Imagine you've been taught addition and multiplication, but never learned any numbers higher than 99. As far as you're concerned, numbers bigger than that simply don't exist. So you learned to carry ones into the tens column, but you don't even know what you'd call the column you'd carry tens into. So you just drop them. As long as your numbers never get bigger than 99, everything will be just fine. Once you go over 99, you wrap back down to 0. So 99+3 ≡ 2 (mod 100). And 52*9 ≡ 68 (mod 100). Any time you do a multiplication with more than two factors of 10, your answer will be zero: 25*32 ≡ 0 (mod 100). Now, after you do each computation, someone could ask you "did you go over 99?" But that takes time to answer… time that could be spent computing your next math problem!

This is effectively how computers natively do arithmetic, except they do it in binary with 64 bits. You can see the individual bits with the bits function:

julia> bits(45)
"0000000000000000000000000000000000000000000000000000000000101101"

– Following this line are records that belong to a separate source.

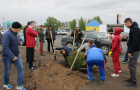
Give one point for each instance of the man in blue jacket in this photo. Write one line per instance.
(95, 57)
(11, 54)
(50, 31)
(65, 51)
(133, 50)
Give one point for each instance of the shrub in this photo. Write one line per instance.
(80, 61)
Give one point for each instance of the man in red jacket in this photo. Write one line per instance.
(116, 50)
(30, 43)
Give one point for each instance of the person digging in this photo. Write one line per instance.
(65, 51)
(95, 57)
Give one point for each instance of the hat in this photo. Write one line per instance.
(49, 26)
(41, 26)
(93, 46)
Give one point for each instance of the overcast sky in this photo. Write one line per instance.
(66, 10)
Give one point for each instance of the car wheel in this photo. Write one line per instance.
(69, 45)
(21, 42)
(105, 49)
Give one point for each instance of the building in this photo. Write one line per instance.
(93, 25)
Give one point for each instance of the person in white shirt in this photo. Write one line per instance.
(87, 46)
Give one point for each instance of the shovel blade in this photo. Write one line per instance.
(39, 63)
(55, 57)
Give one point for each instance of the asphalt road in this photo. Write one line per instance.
(57, 43)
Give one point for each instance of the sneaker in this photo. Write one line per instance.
(115, 75)
(101, 81)
(42, 55)
(119, 71)
(32, 68)
(124, 62)
(90, 81)
(21, 87)
(132, 85)
(8, 86)
(128, 80)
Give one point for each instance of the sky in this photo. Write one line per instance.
(66, 10)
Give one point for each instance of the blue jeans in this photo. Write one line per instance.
(78, 44)
(100, 64)
(126, 56)
(7, 67)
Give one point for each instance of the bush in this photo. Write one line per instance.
(80, 61)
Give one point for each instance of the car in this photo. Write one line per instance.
(99, 40)
(124, 36)
(20, 38)
(62, 32)
(105, 34)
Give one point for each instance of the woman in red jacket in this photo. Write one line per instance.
(116, 50)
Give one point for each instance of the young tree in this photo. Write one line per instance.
(53, 22)
(73, 24)
(97, 18)
(82, 24)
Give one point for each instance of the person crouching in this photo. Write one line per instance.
(95, 57)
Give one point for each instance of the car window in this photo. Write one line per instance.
(91, 36)
(99, 35)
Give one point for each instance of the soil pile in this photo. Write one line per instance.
(52, 76)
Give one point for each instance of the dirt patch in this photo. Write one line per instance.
(52, 76)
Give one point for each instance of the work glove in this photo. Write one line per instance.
(109, 54)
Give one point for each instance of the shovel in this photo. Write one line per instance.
(73, 42)
(76, 55)
(39, 62)
(53, 46)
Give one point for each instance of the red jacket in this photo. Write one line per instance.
(116, 41)
(30, 37)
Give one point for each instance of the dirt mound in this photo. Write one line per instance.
(52, 76)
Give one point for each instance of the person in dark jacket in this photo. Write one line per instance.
(30, 43)
(41, 39)
(24, 33)
(116, 50)
(11, 54)
(48, 33)
(65, 51)
(133, 50)
(95, 57)
(78, 36)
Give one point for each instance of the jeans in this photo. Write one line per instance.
(7, 67)
(100, 64)
(126, 56)
(133, 66)
(78, 44)
(50, 42)
(30, 56)
(41, 48)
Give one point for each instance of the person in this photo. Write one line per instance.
(116, 50)
(87, 46)
(30, 43)
(24, 33)
(133, 50)
(126, 57)
(48, 33)
(11, 54)
(65, 51)
(95, 57)
(41, 39)
(78, 36)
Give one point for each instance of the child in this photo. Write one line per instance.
(95, 57)
(116, 50)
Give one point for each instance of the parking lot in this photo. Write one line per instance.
(57, 43)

As we multiply it by 2, 101101 will shift to the left (just like multiplying by 10 in decimal):

julia> bits(45 * 2)
"0000000000000000000000000000000000000000000000000000000001011010"
julia> bits(45 * 2 * 2)
"0000000000000000000000000000000000000000000000000000000010110100"
julia> bits(45 * 2^58)
"1011010000000000000000000000000000000000000000000000000000000000"
julia> bits(45 * 2^60)
"1101000000000000000000000000000000000000000000000000000000000000"

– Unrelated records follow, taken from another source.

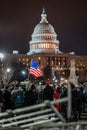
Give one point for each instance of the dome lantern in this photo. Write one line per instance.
(43, 16)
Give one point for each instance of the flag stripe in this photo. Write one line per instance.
(35, 70)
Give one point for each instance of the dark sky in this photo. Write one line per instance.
(19, 17)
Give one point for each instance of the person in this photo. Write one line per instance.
(30, 97)
(8, 103)
(48, 92)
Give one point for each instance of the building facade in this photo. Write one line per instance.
(44, 48)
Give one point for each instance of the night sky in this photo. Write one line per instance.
(19, 17)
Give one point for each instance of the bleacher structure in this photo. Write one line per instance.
(42, 116)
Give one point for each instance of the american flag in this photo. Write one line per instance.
(35, 70)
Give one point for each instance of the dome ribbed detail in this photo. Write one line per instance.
(44, 38)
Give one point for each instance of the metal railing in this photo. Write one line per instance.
(40, 116)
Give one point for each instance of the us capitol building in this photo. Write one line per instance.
(44, 48)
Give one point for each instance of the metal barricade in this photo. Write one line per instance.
(40, 116)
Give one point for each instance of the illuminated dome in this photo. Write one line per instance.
(44, 38)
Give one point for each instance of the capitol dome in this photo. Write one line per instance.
(44, 38)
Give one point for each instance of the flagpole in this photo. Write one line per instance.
(29, 71)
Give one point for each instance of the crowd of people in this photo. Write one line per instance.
(15, 96)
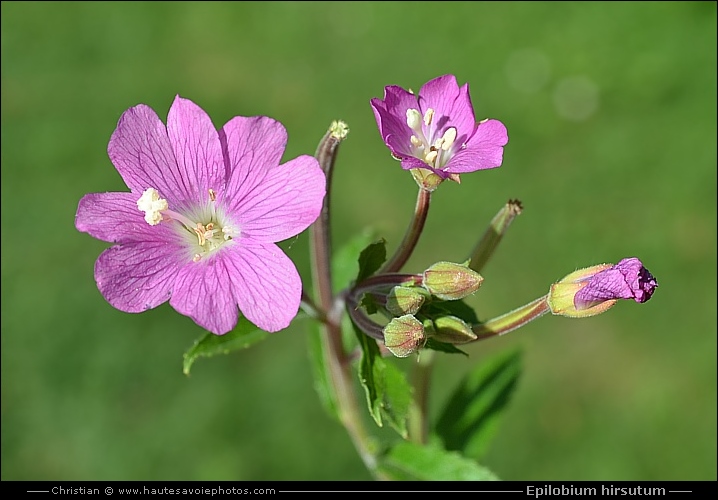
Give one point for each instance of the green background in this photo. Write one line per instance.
(89, 392)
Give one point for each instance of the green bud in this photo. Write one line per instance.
(405, 300)
(426, 179)
(561, 295)
(450, 329)
(449, 281)
(404, 335)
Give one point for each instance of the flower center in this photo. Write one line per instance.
(203, 229)
(436, 150)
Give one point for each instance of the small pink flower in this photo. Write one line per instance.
(437, 130)
(200, 223)
(626, 280)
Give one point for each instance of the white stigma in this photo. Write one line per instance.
(203, 227)
(428, 117)
(152, 205)
(448, 138)
(413, 119)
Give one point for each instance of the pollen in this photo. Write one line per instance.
(152, 205)
(413, 119)
(448, 138)
(428, 117)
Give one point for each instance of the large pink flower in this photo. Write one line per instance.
(200, 223)
(437, 130)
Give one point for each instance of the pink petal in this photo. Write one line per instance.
(135, 277)
(141, 152)
(114, 217)
(203, 291)
(197, 148)
(287, 201)
(390, 115)
(451, 104)
(252, 146)
(484, 150)
(266, 285)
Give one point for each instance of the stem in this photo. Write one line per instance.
(492, 236)
(412, 234)
(339, 367)
(379, 281)
(512, 320)
(419, 414)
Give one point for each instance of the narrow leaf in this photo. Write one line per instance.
(345, 263)
(244, 335)
(389, 395)
(408, 461)
(471, 416)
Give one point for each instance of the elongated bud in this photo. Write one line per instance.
(449, 281)
(449, 329)
(426, 179)
(596, 289)
(404, 336)
(405, 300)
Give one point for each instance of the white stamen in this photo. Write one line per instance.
(428, 116)
(448, 138)
(152, 205)
(413, 119)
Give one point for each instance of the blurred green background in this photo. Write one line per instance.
(611, 112)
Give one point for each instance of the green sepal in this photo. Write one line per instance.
(388, 394)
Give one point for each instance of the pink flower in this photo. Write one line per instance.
(626, 280)
(437, 130)
(200, 223)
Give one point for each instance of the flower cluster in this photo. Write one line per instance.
(206, 207)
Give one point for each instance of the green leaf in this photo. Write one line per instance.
(435, 345)
(345, 263)
(244, 335)
(371, 259)
(471, 416)
(413, 462)
(320, 370)
(388, 394)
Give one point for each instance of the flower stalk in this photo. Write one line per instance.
(336, 359)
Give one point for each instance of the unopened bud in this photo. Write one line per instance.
(596, 289)
(426, 179)
(450, 329)
(405, 300)
(404, 335)
(449, 281)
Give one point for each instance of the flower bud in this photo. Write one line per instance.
(426, 179)
(404, 335)
(405, 300)
(450, 329)
(449, 281)
(596, 289)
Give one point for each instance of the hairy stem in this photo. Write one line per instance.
(335, 358)
(512, 320)
(492, 236)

… until it starts falling off the end. If you multiply more than 64 twos together, the answer will always zero (just like multiplying more than two tens together in the example above). We can ask the computer if it overflowed, but doing so by default for every single computation has some serious performance implications. So in Julia you have to be explicit. You can either ask Julia to check after a specific multiplication:

julia> Base.checked_mul(45, 2^60) # or checked_add for addition
ERROR: OverflowError()
 in checked_mul at int.jl:514

Or you can promote one of the arguments to a BigInt:

julia> bin(big(45) * 2^60)
"101101000000000000000000000000000000000000000000000000000000000000"

In your example, you can see that the answer is 1 followed by 81 zeros when you use big integer arithmetic:

julia> bin(big(2) ^ 3 ^ 4)
"1000000000000000000000000000000000000000000000000000000000000000000000000000000000"

For more details, see the FAQ: why does julia use native machine integer arithmetic?